Le projet

Le contexte scientifique et technique

L’industrialisation de l’agriculture dans la 2e moitié du XX e siècle a mené à la spécialisation des productions, et en particulier à la disparition progressive de formes anciennes d’intégration des animaux dans les cultures. Cette pratique connaît un renouveau depuis une décennie environ, du fait de son potentiel de synergie entre différents éléments des exploitations agricoles, menant ainsi vers une agriculture « écologiquement intensive », dans l’esprit de l’agro-écologie. Les potentiels avantages du pâturage ovin en vergers sont très vastes (Figure 1), à commencer par la réduction voire l’abandon du recours à des substances herbicides ou aux fauchages mécaniques, et parallèlement l’accès des animaux à des ressources fourragères pour l’instant inexploitées. Par diminution de l’inoculum de certains bio-agresseurs (tavelure, carpocapse, campagnols, etc.), cette pratique pourrait mener à une réduction drastique de l’emploi de produits phytosanitaires.

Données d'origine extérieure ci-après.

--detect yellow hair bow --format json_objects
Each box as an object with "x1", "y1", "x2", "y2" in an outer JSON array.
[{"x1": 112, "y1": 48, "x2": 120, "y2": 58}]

Par ailleurs, sa généralisation aurait probablement un impact sur la prévention (stockage de carbone dans les sols, diminution de la mécanisation ) et l’adaptation (ombrage pour les animaux, ressource fourragère estivale) aux changements climatiques, ainsi que sur la fertilité des sols.

Cependant, divers freins existent quant à la généralisation du pâturage ovin en cultures pérennes, liés notamment à la complexification induite par la présence d’animaux d’élevage (Figure 1). Dans le cas des brebis dans les vergers, les principaux points d’achoppement identifiés concernent :

  • La protection des arbres. La consommation des écorces, et dans une certaine mesure des rameaux est un risque majeur de l’intégration d’animaux dans les itinéraires techniques arboricoles (Figure 3) ; elle peut être empêchée par :
    • le choix de races connues pour n’exercer qu’une pression réduite sur les arbres fruitiers (Shropshire, éventuellement Charmoise1),
    • l’emploi de dispositifs de protection physique portés par le verger (manchons de protection, filets anti-insectes) ou par les brebis (muselières),
    • des badigeons et pulvérisations à base de substances répulsives,
    • l’induction de conditionnements comportementaux, par l’administration de substances déclenchant une aversion ou par des fils électriques positionnés sur les branches basses (K. Mulville, comm. personnelle).
  • Le risque d’intoxication chronique au cuivre (ICC). Les brebis sont très sensibles à la présence de cuivre dans leur alimentation : une fois assimilé, cet élément est stocké dans le foie des animaux, où sa durée de vie est très longue, sans symptômes apparents. La surcharge cuprique dans le foie peut aboutir soudainement à une crise hémolytique, conduisant à la mort rapide de l’animal. Pour autant, une récente étude produite par le FiBL France tend à montrer que le pâturage hivernal dans des parcelles viticoles ne représente qu’un risque modéré d’ICC pour les brebis. En revanche, les données sont pour le moment inexistantes quant au risque encouru pour des animaux présents dans le verger en pleine période de traitement, et quant aux éventuelles mesures de protection à adopter.
  • Le parasitisme interne. Les impératifs de gestion de l’enherbement incitent à maximiser la fréquence de pâturage dans les zones de verger, mais une limite est posée par les risques de surcharge parasitaire, concernant principalement les strongles gastro-intestinaux. En particulier, l’environnement du verger (ombrage, irrigation) pourraient modifier le cycle de vie des parasites [19], rendant nécessaire l’établissement de nouvelles références quant au temps de latence entre deux périodes de pâturage. A noter que les bouillies à base de cuivre semblent exercer un effet inhibiteur sur l’activité de certains strongles
Figure 1: Quelques interactions positives (vert), négatives (rouge) ou indéterminées (noir) entre les brebis, les arbres fruitiers, le sol et le couvert végétal.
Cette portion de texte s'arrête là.